Should Australia's feral camels be slaughtered? The question isn't new. There are over a million of the buggers roaming around unchecked in the outback, tearing up vegetation, fouling ponds and streams, and besieging remote townships in their ceaseless quest for water. Should they just be shot like wild dogs? – or culled for meat perhaps? Or even exported back to Arabia, from whence they came, where there's a thriving market for racing camels and where top beauty camels can be worth up to $5m apiece? No one's done a survey yet as far as I'm aware on how Australian camels match up on the beauty scale, but there must surely be a few stunners out there.
The problem is, they're spread over such a huge area that it's barely worth the effort to go after them. Until now, that is. Now someone's done the calculations and worked out that killing them may be the green option. Because they fart too much:
The kill-a-camel suggestion is floated in a paper distributed by Australia's Department of Climate Change and Energy Efficiency, as part of consultations for reducing the country's carbon footprint.
The scheme is the brainchild of an Adelaide-based commercial company, Northwest Carbon, a land and animal management consultancy, which proposes whacking feral camels in exchange for carbon credits….
Each camel, according to the champions of a cull, emits 45 kilos (99 pounds) of methane, the equivalent of one tonne a year in carbon dioxide (CO2), the main warming gas.
Northwest Carbon says it would shoot the camels from helicopters or corral them before sending them to an abattoir for eating by humans or pets.
I see a tiny flaw there, since helicopters are hardly carbon-neutral.
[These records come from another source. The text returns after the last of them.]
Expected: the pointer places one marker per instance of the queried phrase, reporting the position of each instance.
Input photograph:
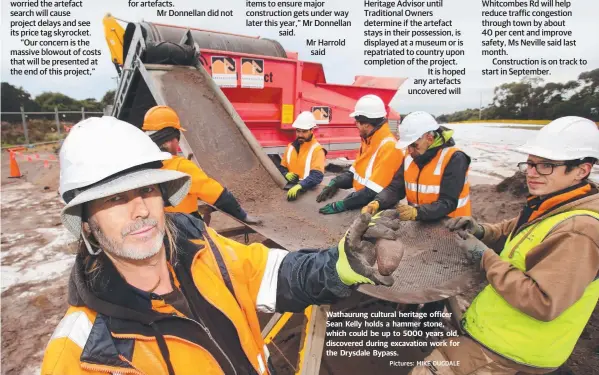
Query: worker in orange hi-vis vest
(303, 162)
(433, 177)
(163, 126)
(377, 161)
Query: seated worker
(162, 124)
(544, 283)
(377, 160)
(433, 176)
(143, 299)
(303, 162)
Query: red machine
(268, 86)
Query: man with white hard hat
(163, 126)
(303, 162)
(144, 297)
(544, 283)
(377, 160)
(433, 177)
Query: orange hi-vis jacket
(236, 279)
(377, 161)
(207, 325)
(311, 156)
(202, 186)
(423, 186)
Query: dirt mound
(25, 335)
(515, 185)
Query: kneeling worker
(162, 124)
(377, 161)
(143, 299)
(303, 162)
(544, 284)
But anyway, camel-lovers are fighting back:
ISOCARD [the International Society of Camelid Research and Development], an association of more than 300 researchers headquartered at al Ain University in the United Arab Emirates (UAE), said the calculations were absurd.
"The estimation of methane emission by camels is based on cattle data extrapolation," it said in a press release.
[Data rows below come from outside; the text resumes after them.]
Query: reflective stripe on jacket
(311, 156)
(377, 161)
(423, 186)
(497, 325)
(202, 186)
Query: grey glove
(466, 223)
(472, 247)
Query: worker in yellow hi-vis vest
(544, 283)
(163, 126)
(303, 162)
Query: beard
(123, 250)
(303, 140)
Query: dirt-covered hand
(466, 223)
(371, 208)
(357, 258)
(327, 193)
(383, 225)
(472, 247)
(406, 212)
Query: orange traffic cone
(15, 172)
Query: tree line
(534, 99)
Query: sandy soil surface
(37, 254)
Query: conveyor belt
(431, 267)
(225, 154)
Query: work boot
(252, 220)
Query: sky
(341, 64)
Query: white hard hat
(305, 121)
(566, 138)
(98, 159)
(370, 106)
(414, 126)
"The metabolic efficiency of camel is higher than that of cattle, (…) camels are able to produce 20-percent more milk by eating 20-percent less food, they have different digestive system and are more efficient in the utilization of poor quality roughages," it noted.
In addition, the bacterial flora of camel intestines means their digestion is closer to that of monogastric animals, such as pigs, rather than as cattle and sheep, said ISOCARD.
"Therefore, the estimation of camel methane emission is quite debatable, as well as the estimated feral population."
The 28 million camels in the world represent less than one percent of all vegetation-eating biomass, and their emissions are just a tiny fraction of those made by cattle, it argued.
"The feral dromedary camels should be seen as an incomparable resource in arid environments," the group said. "They can and should be exploited for food (meat and milk), skin and hides, tourism etcetera."